If you watch it on YouTube, you can leave a comment so James and / or Dr Gray can respond.

I hope you enjoy it as much as I did.

Health Matters

The surprise benefits of walking from the Harvard Medical School.

This simple activity is now being touted as “the closest thing we have to a wonder drug,” in the words of Dr. Thomas Frieden, former director of the Centres for Disease Control and Prevention. You probably know that any physical activity, including walking, is a boon to your overall health. But walking in particular comes with a host of benefits. Here’s a list of five that may surprise you.

Photo by Nick Page on Unsplash  

1. It counteracts the effects of weight-promoting genes. Harvard researchers looked at 32 obesity-promoting genes in over 12,000 people to determine how much these genes actually contribute to body weight. They then discovered that, among the study participants who walked briskly for about an hour a day, the effects of those genes were cut in half.

2. It helps tame a sweet tooth. A pair of studies from the University of Exeter found that a 15-minute walk can curb cravings for chocolate and even reduce the amount of chocolate you eat in stressful situations. And the latest research confirms that walking can reduce cravings and intake of a variety of sugary snacks.

3. It reduces the risk of developing breast cancer. Researchers already know that any kind of physical activity blunts the risk of breast cancer. But an American Cancer Society study that zeroed in on walking found that women who walked seven or more hours a week had a 14% lower risk of breast cancer than those who walked three hours or fewer per week. And walking provided this protection even for the women with breast cancer risk factors, such as being overweight or using supplemental hormones.

4. It eases joint pain. Several studies have found that walking reduces arthritis-related pain, and that walking five to six miles a week can even prevent arthritis from forming in the first place. Walking protects the joints — especially the knees and hips, which are most susceptible to osteoarthritis — by lubricating them and strengthening the muscles that support them.

5. It boosts immune function. Walking can help protect you during cold and flu season.

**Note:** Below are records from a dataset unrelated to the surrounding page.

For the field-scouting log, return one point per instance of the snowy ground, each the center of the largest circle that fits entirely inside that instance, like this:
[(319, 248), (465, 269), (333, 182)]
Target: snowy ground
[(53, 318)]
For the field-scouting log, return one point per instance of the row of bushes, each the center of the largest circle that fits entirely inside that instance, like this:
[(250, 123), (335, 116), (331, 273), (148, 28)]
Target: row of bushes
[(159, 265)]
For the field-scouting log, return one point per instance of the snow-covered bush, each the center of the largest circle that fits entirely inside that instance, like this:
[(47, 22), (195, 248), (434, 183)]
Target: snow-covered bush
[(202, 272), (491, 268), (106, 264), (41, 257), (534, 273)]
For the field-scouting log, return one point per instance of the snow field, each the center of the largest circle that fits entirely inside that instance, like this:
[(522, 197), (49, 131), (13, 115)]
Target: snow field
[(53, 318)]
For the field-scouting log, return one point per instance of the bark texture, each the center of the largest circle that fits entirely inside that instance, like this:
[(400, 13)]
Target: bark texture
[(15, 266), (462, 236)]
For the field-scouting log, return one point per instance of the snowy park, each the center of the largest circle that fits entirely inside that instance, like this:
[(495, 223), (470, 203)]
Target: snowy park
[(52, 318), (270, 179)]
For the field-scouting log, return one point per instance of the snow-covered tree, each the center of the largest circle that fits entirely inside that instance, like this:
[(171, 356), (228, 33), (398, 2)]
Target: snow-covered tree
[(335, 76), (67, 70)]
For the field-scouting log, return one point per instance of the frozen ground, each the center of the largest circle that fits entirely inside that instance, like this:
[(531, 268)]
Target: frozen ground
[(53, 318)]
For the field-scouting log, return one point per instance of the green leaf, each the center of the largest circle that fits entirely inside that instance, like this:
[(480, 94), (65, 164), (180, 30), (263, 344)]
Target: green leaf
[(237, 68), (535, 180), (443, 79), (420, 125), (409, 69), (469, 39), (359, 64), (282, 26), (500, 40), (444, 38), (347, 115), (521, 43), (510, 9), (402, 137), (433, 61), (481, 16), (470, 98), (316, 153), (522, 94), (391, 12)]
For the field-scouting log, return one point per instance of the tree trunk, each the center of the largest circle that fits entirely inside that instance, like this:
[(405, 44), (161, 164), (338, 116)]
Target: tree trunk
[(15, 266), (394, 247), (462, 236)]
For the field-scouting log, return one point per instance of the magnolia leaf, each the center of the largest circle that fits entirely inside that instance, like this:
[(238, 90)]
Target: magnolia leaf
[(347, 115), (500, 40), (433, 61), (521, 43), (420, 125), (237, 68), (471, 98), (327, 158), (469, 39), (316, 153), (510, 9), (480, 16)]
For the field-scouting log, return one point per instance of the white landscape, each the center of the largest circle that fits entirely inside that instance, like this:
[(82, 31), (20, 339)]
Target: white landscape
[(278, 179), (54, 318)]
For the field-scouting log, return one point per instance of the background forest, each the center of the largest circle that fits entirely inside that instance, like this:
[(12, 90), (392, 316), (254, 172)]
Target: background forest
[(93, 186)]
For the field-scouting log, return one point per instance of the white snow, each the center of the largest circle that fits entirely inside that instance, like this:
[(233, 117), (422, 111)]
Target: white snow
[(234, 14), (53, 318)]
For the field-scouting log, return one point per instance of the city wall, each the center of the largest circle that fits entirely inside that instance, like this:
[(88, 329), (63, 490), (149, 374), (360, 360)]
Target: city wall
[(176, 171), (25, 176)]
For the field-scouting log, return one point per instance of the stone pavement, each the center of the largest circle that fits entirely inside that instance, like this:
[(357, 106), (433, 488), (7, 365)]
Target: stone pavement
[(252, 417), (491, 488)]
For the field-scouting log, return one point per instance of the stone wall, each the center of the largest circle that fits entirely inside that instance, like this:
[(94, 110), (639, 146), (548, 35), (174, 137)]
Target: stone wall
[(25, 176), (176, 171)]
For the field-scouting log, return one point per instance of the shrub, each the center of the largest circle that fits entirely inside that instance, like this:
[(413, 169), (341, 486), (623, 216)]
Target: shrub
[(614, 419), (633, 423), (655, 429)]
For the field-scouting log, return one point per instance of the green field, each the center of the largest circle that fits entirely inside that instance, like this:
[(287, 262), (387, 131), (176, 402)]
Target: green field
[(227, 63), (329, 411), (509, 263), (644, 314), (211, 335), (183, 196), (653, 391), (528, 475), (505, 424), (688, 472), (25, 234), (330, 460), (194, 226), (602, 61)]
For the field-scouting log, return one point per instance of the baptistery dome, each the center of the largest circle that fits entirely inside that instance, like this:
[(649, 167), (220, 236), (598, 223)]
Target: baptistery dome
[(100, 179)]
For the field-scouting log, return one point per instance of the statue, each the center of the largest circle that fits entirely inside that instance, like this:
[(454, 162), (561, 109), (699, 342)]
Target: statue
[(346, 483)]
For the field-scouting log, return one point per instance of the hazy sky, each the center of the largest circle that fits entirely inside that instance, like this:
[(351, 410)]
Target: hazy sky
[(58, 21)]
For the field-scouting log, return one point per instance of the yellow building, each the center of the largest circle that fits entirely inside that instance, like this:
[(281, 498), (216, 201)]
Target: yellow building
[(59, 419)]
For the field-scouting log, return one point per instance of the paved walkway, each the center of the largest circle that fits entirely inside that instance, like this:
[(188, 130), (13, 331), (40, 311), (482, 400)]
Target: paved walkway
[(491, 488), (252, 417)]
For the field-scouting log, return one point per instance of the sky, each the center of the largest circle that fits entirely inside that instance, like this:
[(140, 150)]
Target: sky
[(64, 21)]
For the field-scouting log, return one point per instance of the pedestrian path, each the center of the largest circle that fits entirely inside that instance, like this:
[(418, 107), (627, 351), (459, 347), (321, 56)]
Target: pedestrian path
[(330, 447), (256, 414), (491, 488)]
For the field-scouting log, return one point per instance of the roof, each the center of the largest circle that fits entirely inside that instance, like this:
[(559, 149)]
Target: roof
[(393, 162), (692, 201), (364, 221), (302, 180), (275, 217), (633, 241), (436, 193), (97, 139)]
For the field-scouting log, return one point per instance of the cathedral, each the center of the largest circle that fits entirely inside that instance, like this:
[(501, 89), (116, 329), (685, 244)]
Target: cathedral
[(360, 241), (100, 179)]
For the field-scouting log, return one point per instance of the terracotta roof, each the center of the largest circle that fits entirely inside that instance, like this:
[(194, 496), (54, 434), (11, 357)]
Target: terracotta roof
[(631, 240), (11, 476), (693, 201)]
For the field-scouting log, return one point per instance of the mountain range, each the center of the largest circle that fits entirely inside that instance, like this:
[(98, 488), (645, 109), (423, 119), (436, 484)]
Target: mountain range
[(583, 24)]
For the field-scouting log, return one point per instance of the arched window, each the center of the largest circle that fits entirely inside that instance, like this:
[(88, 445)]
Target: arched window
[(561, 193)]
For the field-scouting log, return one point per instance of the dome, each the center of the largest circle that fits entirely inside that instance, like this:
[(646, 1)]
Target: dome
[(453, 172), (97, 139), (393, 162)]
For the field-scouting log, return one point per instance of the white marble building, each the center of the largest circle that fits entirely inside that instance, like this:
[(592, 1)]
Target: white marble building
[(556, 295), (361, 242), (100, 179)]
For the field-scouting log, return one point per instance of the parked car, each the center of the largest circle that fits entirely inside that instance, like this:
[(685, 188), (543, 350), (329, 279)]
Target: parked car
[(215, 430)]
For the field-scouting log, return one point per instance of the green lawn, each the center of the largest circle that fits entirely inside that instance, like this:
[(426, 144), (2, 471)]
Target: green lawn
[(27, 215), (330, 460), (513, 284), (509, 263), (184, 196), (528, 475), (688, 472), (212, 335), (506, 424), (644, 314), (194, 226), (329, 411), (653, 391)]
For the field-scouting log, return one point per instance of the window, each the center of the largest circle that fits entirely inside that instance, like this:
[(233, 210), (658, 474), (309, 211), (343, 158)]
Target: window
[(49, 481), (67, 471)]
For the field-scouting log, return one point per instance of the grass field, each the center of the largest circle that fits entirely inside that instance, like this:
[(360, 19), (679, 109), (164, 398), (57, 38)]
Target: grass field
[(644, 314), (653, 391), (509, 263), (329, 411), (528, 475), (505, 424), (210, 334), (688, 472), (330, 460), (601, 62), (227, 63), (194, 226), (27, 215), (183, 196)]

A study of over 1,000 men and women found that those who walked at least 20 minutes a day, at least 5 days a week, had 43% fewer sick days than those who exercised once a week or less. And if they did get sick, it was for a shorter duration, and their symptoms were milder


And Finally

All by – Phyllis Diller

I admit, I have a tremendous sex drive.  My boyfriend lives forty miles away.

Whatever you may look like, marry a man your own age. As your beauty fades, so will his eyesight.

Housework can’t kill you, but why take a chance?

Cleaning your house while your kids are still growing up is like shoveling the sidewalk before it stops snowing.

Photo by Allen Taylor on Unsplash  

The reason women don’t play football is because 11 of them would never wear the same outfit in public.

Best way to get rid of kitchen odours:  Eat out.

A bachelor is a guy who never made the same mistake once.

I want  my children to have all the things I couldn’t afford.  Then I want to move in with them.

Most children threaten at times to run away from home.  This is the only thing that keeps some parents going.

Any time three New Yorkers get into a cab without an argument, a bank has just been robbed.

We spend the first twelve months of our children’s lives teaching them to walk and talk and the next twelve years telling them to sit down and shut up.

Burt Reynolds once asked me out.  I was in his room.

What I don’t like about office Christmas parties is looking for a job the next day.

The only time I ever enjoyed ironing was the day I accidentally got gin in the steam iron.

His finest hour lasted a minute and a half.

My photographs don’t do me justice – they just look like me.

Tranquillisers work only if you follow the advice on the bottle – keep away from children.

I asked the waiter, ‘Is this milk fresh?’  He said, ‘Lady, three hours ago it was grass.’

You know you’re old if they have discontinued your blood type.


I hope you have enjoyed the latest edition of Noel News.